On this Veterans Day, one local JROTC program is building tomorrow’s leaders and a new generation of U.S. servicemen and -women.
Making better citizens is the mission behind Arab High School's junior ROTC program.
In this program, learning to lead comes at a cost. Students work hard and are tested physically, mentally, and socially.
“We place them in leadership abilities, get them out of their comfort zone, because so many of them are anxious," said Keith Pritchett, a former lieutenant colonel and now JROTC instructor. "They’re not used to being uncomfortable.”
Pritchett said leadership skills don’t just prepare students for military service — it prepares them for life.
“The loyalty, duty, respect, selfless service, honor, integrity, personal courage — those are the things that we preach on and teach on a daily basis in our lessons,” said Pritchett.
It's about "being able to step up ... be a leader,” said Meadow McDonald, a cadet major.
The program is opening doors that some students never imagined possible, until now.
“I want to go to college for senior ROTC and later enlist in the Army,” said McDonald.
Her classmate, Merik Moss, a battalion commander, is considering the same.
“I’m planning on, in college, going to the senior ROTC program and maybe enlist in the Reserve or National Guard,” said Moss.
Pritchett said as a veteran and now instructor, he no longer worries about the next generation of service members. He has great faith in the students he teaches each day.

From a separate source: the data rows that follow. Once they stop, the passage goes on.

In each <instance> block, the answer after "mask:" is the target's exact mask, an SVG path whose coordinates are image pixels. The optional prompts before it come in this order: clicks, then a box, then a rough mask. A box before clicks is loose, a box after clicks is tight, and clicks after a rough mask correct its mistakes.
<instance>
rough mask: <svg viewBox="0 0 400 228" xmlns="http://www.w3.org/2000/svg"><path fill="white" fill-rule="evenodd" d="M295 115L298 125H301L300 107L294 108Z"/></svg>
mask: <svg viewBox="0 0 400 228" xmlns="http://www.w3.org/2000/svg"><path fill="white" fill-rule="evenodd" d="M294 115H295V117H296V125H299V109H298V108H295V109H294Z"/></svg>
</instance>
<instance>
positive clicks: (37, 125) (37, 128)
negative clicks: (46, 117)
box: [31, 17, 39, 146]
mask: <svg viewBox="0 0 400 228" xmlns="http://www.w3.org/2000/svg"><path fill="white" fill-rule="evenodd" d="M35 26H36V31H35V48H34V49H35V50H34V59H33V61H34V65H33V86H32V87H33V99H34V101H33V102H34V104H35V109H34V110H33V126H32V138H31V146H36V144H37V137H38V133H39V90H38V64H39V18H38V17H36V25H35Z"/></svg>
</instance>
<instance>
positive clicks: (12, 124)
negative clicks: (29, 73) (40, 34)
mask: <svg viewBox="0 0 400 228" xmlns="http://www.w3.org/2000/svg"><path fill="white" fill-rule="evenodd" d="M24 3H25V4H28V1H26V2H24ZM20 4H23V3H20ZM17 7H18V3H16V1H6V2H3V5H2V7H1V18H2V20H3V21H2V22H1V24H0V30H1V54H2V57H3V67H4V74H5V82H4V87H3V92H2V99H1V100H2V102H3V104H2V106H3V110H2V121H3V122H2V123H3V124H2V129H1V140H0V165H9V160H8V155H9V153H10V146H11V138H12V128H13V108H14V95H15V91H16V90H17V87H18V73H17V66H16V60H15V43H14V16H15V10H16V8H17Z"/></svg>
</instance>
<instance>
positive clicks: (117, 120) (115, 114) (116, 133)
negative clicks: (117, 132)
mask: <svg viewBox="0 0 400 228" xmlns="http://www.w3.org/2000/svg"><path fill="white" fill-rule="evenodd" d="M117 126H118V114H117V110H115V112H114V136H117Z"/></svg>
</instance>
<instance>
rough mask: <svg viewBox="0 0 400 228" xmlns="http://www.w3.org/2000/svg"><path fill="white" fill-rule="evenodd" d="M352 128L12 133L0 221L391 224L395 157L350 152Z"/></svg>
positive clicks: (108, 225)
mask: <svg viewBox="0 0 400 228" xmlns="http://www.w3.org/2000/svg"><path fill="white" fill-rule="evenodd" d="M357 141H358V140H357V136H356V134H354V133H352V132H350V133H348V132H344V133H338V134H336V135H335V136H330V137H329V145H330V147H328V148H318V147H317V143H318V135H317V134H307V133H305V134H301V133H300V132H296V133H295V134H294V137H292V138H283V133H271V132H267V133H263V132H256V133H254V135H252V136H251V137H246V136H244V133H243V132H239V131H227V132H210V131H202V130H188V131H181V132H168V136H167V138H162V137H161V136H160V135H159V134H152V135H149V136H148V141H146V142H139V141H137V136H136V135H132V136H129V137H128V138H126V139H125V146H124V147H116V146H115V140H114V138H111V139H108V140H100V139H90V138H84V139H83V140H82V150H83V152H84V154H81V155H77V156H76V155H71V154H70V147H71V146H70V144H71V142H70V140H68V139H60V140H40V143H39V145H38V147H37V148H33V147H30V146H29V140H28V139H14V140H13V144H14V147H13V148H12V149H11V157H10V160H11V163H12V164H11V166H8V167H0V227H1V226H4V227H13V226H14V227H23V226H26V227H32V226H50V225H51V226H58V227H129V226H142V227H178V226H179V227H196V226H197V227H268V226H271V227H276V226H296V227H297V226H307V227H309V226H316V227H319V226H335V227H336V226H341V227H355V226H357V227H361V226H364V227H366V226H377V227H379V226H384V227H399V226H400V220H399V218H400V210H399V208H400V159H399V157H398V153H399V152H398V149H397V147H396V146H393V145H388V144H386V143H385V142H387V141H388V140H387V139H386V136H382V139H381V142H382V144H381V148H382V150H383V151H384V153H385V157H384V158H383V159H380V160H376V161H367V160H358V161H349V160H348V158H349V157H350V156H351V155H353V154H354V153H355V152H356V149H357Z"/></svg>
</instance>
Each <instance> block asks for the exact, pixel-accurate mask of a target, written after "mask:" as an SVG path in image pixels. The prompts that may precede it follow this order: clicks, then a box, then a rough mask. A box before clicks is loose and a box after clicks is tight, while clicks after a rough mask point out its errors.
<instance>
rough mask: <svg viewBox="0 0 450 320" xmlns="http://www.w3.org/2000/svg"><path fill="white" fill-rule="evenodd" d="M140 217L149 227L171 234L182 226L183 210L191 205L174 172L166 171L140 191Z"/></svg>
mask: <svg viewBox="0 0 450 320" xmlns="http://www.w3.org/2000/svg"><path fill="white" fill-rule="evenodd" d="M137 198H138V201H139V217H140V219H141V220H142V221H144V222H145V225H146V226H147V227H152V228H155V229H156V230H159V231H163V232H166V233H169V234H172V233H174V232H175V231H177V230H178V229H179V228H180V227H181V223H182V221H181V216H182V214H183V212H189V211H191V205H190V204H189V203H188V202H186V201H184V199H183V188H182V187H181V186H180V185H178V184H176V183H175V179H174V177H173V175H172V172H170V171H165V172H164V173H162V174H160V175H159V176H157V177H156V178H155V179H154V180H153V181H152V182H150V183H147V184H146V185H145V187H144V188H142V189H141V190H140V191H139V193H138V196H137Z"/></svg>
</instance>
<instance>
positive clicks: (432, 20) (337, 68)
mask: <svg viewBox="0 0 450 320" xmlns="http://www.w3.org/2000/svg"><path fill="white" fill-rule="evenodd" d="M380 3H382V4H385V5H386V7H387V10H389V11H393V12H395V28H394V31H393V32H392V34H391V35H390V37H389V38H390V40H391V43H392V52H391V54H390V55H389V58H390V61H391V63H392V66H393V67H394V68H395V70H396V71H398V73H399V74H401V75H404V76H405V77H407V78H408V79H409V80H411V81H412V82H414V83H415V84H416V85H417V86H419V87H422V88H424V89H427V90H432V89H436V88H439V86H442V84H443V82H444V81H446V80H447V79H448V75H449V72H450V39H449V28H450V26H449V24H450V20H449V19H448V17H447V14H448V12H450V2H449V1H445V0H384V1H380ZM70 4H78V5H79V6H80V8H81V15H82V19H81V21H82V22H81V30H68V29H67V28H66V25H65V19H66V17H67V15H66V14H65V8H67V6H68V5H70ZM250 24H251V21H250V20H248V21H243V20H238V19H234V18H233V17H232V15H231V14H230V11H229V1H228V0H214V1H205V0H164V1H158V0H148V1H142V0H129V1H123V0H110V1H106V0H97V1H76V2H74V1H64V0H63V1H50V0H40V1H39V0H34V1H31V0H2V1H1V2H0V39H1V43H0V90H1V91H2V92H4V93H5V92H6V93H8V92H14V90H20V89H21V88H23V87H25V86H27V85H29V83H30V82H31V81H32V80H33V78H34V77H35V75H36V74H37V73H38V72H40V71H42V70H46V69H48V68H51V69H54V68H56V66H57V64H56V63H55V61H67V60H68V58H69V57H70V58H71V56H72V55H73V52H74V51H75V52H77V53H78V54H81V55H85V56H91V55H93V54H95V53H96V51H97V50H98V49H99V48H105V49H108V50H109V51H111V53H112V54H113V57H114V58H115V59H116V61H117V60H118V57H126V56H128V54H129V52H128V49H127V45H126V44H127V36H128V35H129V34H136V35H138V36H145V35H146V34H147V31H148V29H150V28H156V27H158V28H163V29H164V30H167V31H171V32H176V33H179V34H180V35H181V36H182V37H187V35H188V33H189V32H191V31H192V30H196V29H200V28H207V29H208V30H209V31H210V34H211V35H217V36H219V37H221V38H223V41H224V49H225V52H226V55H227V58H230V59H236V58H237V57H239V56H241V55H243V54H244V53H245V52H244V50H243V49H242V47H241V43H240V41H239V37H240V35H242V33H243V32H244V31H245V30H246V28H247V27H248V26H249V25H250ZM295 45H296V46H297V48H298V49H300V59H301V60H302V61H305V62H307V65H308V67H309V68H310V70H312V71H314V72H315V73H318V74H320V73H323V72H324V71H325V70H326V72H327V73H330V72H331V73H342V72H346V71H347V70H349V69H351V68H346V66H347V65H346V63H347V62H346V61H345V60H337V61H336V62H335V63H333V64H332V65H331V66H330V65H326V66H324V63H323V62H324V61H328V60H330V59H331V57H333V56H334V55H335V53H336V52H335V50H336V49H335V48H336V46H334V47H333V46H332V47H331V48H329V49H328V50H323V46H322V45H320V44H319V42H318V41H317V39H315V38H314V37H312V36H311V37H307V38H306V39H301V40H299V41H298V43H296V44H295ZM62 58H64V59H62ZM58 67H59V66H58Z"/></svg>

“Like all veterans, we all sit there and wonder who is going to fill the gap, who’s going to step in the holes that we left,” said Pritchett. “Now, I don’t worry about that.”
The JROTC program is building not only a stronger U.S. military, but it's also building better men and women.
“Cadets, when they leave this program, they’ll go in at a higher rank," said Pritchett. "E2 or E3 in some cases, which is worth $100,000 more over their career."
McDonald said the JROTC program is a great way for her to step up and be a leader.